Definidos así los campos y alineados en esa guerra, la intolerancia es
inevitable y para muchos obligatorio su cultivo. Está sembrado el odio. Esta
realidad impide la convivencia y nos incapacita para construir juntos una casa
común próspera y exitosa; para superarla es necesario ir más allá de la
tolerancia al reconocimiento del otro. No se trata de ser tan buenos que
toleramos al otro que no se lo merece, sino de reconocerlo por el mero hecho de
ser persona humana con la misma dignidad y derechos similares que yo, no
importa cuál sea su raza o religión, cuánta su cuenta bancaria y cuál su
pensamiento. Discutiremos sus ideas.
Este es el abecé del cristianismo tan
predicado y tan abusado en la política actual por tirios y troyanos. Esta es la
base de nuestra Constitución; sin ella, estamos en dictadura.

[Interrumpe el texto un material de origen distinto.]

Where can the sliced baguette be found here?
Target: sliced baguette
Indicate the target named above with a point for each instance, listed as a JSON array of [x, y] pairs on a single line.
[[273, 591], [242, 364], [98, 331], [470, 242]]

Para poder construir juntos la
Venezuela que queremos y necesitamos es imprescindible que los empresarios
deseen e incluyan en el centro de su estrategia empresarial la potenciación de
los pobres para que dejen de serlo y se conviertan en trabajadores de calidad y
ciudadanos de primera. Es también necesario que en el horizonte de los deseos
del pobre y en las esperanzas del trabajador esté una muchedumbre de
emprendedores y la multiplicación de empresas de competencia mundial.
Para construir en paz estos diversos
actores socioeconómicos deben jugar en un mismo equipo y combinarse la pelota
para meter goles y derrotar al fracaso. Los diversos (social, económica,
religiosa y políticamente) debemos reconocernos y llegar a tener un mismo
horizonte de oportunidades formativas, productivas y de disfrute compartido.
Venezuela está en agonía y no es fácil
pasar del fracaso actual al éxito. Solo juntos es posible, y hay que pasar de
la intolerancia al reconocimiento. Por eso cuesta entender que un presidente
repudie cada día a más de la mitad de los venezolanos y necesite para dormir
una dosis diaria de insultos y descalificaciones.
Menos entendemos que ahora, violando
los artículos 57 y 58 de la Constitución, salgan con el Cesppa (Centro
Estratégico de Seguridad y Protección de la Patria) que es la reproducción de
la política de seguridad nacional con la que se ensangrentaron las dictaduras
nazis y comunistas y de militares de derecha en América Latina. ¿Cómo es
posible que quienes hace cuarenta años denunciaban esas políticas criminales
hoy las entronicen? La respuesta es que son iguales las dictaduras de derecha y
de izquierda, pues sus armas no son para convencer, sino para imponer, censurar
y silenciar. Los constructores de la paz están en los diversos sectores y
bandos políticos, en todos los que reconocen la dignidad del otro y se hacen
solidarios también de los que no tienen el mismo color político. Esto es mucho
más que tolerancia.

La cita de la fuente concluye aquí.